Volunteers at work building the boardwalk

Volunteers at work building the boardwalk

Walkers nearing the end of Wainwright’s Coast to Coast Walk will be able to keep their boots a little drier thanks to work improving the route.

Volunteers from the North York Moors national park have built a 65m boardwalk through woods south of Littlebeck, avoiding a ford near Falling Foss waterfall.

The authority said the ford can be slippery and often floods, becoming impassable. The national park authority has created a second path running alongside May beck providing an alternative to the ford crossing.

The new path makes use of an old stone arch bridge to cross the beck and joins the Coast to Coast route higher up.

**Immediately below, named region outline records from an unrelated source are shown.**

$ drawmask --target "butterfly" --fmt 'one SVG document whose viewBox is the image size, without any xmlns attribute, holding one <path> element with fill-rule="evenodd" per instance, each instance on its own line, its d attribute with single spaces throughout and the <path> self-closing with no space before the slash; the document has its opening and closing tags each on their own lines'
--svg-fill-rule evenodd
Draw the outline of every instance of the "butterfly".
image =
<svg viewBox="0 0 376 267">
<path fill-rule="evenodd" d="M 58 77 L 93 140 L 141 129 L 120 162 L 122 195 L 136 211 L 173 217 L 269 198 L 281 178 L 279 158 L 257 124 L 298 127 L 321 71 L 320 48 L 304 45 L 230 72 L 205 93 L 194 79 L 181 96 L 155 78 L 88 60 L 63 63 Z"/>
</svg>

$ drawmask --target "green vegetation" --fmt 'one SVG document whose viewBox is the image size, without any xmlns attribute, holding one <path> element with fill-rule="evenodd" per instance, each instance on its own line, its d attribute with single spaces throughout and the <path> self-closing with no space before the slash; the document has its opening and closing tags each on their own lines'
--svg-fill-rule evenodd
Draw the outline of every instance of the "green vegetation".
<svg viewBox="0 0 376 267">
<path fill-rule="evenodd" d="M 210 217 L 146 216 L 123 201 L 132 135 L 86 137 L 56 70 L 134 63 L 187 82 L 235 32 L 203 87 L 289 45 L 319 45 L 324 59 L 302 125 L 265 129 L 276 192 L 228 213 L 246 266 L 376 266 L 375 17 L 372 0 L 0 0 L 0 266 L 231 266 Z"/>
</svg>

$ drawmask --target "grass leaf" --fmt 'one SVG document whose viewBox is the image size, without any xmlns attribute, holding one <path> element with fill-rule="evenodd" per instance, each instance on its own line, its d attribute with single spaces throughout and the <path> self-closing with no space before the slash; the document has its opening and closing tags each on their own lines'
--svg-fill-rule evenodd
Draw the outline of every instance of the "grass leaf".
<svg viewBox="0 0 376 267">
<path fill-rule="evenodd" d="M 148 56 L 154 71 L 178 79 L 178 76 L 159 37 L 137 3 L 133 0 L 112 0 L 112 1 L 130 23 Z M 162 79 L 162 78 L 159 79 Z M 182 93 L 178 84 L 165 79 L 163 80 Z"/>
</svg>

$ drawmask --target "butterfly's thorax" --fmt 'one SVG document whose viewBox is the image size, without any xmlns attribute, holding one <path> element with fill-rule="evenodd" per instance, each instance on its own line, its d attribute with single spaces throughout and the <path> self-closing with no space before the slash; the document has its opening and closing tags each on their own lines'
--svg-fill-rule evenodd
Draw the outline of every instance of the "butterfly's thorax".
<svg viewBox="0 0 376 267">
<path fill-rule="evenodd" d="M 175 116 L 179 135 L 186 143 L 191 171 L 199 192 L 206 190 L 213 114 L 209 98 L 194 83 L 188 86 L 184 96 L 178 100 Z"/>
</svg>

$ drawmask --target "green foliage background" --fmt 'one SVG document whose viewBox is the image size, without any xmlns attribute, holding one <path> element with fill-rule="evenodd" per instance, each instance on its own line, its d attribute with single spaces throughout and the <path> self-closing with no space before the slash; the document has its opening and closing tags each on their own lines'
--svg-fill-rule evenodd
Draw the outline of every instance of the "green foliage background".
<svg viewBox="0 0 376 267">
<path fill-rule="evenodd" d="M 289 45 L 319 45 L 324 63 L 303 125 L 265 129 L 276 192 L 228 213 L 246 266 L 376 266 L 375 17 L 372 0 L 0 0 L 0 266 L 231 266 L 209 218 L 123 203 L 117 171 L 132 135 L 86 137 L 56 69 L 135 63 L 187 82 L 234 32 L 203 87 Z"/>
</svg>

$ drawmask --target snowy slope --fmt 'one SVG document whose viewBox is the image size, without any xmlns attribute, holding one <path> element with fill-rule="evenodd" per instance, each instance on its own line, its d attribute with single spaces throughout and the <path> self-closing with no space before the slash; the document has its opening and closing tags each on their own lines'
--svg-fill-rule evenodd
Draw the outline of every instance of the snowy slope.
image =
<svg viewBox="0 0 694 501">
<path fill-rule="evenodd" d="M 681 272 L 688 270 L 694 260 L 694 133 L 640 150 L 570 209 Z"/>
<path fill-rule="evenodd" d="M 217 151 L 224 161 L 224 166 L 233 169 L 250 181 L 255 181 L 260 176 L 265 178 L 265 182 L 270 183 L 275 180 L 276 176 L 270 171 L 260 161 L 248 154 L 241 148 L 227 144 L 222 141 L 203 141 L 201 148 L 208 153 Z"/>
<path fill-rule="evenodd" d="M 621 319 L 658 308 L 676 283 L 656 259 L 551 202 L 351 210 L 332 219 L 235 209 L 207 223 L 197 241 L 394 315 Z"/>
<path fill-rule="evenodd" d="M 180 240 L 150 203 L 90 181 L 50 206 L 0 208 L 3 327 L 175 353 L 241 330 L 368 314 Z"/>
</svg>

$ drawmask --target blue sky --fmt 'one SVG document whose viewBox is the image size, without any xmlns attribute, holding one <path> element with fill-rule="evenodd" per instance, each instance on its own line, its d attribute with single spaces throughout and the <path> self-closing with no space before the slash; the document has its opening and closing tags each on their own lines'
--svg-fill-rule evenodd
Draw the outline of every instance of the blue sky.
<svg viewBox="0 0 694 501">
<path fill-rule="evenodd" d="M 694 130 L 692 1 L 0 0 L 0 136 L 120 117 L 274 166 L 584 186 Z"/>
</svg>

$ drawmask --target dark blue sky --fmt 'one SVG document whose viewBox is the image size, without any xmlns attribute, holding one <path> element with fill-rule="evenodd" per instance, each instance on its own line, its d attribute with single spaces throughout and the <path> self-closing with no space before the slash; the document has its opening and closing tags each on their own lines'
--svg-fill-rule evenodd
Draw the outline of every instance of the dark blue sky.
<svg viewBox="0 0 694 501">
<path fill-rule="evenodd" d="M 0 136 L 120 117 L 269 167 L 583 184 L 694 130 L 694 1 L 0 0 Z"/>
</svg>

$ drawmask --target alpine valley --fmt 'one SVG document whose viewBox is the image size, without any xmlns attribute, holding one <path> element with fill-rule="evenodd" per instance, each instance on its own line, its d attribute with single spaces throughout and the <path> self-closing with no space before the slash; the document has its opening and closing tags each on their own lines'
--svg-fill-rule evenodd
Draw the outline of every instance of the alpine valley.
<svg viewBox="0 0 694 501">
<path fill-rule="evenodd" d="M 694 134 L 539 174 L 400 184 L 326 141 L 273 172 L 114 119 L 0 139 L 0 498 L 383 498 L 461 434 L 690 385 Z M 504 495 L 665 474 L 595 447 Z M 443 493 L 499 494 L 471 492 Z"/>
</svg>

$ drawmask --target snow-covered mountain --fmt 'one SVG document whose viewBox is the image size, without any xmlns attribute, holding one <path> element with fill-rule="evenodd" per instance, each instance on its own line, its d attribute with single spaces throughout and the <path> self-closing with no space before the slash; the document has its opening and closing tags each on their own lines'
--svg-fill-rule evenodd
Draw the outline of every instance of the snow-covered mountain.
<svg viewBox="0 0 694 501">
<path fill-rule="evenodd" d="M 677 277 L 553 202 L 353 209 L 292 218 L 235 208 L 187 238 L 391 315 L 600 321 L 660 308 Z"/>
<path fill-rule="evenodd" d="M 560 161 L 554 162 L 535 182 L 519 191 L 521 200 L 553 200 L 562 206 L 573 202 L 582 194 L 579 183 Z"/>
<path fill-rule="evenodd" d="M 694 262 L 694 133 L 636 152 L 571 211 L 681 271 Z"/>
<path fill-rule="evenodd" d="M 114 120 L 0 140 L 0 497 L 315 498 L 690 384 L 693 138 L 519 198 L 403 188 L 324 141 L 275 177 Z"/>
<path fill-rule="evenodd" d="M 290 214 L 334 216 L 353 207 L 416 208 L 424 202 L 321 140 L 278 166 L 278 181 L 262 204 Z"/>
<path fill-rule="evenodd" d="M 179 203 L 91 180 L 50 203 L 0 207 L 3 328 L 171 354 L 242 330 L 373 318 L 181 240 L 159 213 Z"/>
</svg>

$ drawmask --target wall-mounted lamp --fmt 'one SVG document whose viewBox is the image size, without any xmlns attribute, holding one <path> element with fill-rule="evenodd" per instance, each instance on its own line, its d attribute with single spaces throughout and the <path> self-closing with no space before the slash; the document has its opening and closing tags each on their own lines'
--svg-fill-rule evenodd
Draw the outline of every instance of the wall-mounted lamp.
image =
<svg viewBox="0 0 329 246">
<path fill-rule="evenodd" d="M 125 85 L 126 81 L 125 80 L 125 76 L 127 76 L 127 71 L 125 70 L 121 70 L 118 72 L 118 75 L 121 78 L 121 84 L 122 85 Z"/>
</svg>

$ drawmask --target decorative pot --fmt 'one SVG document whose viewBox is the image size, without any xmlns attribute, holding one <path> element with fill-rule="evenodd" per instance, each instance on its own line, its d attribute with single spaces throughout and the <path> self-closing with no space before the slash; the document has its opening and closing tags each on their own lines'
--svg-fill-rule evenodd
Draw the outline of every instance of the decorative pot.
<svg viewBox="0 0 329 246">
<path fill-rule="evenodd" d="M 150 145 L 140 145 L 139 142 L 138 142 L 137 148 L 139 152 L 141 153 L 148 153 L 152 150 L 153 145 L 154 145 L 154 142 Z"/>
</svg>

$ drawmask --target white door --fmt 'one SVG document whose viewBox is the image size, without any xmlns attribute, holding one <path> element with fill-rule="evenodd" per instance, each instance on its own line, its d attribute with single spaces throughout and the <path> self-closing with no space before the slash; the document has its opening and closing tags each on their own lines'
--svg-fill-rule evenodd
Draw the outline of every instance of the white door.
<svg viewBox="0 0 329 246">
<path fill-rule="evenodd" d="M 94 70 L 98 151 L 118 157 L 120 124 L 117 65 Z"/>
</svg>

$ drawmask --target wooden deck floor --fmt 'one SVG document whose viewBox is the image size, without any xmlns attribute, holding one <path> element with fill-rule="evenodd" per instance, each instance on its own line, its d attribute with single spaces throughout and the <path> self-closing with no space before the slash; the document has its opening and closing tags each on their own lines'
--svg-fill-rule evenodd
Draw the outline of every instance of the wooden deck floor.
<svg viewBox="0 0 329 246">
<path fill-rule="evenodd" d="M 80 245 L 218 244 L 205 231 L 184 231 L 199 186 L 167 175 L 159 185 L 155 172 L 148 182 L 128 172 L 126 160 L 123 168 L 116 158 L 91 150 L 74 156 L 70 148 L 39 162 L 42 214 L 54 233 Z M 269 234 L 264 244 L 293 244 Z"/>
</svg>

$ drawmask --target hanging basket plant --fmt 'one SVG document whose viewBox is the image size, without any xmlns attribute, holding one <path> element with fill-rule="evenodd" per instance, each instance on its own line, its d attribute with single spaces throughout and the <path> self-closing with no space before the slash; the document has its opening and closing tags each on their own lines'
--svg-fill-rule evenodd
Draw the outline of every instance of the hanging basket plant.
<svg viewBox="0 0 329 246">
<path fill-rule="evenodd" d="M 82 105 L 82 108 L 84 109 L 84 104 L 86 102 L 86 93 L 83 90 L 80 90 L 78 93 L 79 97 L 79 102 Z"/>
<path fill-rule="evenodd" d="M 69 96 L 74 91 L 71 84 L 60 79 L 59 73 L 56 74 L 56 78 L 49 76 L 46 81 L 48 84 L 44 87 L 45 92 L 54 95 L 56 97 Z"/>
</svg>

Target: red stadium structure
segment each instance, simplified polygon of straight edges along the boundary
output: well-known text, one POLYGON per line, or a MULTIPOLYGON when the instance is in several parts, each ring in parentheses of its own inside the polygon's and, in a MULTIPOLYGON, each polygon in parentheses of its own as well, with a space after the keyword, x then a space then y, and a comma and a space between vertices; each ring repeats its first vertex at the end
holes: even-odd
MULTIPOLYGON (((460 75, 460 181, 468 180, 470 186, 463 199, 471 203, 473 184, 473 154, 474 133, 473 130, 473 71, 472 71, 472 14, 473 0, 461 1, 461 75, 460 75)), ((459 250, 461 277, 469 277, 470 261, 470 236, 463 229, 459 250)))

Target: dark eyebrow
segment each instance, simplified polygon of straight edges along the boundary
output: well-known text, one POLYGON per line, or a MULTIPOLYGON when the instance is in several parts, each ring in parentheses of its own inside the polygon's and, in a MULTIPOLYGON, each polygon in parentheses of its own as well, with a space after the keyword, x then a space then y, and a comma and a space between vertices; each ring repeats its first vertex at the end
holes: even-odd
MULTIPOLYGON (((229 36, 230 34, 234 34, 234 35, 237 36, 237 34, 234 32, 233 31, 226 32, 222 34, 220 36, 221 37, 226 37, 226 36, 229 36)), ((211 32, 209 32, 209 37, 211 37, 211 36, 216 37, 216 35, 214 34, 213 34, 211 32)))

The path has been boardwalked affording an easier passage not only for Coast to Coast walkers, but also for families who visit the area to see Falling Foss waterfall. The boardwalk meanders through the woodland above the beck and has two raised viewing areas offering views of May Beck and its stone arch bridge.

Naomi Green, northern area senior ranger at the national park, said: “The recent wet weather has led to some really challenging conditions but our volunteers battled on regardless to get the job done.

“The boardwalk, one of the longest in the national park, provides a clean, easy to use and enjoyable path which is also suitable for the less able and pushchairs.

The completed boardwalk

The completed boardwalk

“I hope those who make use of it over the coming months say a silent thanks to our hard working volunteers for all their effort.”

Jack Newman, who runs a nearby tea garden said: “We are absolutely delighted with the new boardwalk. It will make a huge difference to so many of our customers that regularly walk the Falling Foss to May Beck path.

“Although we keep a supply of emergency socks and trousers behind our counter, the boardwalk will certainly reduce the number of wet feet and muddy bottoms that we see in the garden.

“Hats off to Naomi and all the volunteers that have worked so hard to make this happen.”

Devised by Alfred Wainwright, the Coast to Coast Walk passes through three national parks, the Lake District, Yorkshire Dales and North York Moors, on its 309km (192-mile) route from St Bees in Cumbria to Robin Hood’s Bay in North Yorkshire.

Tens of thousands of people walk the route each year and in 2004 it was named the second best walk in the world.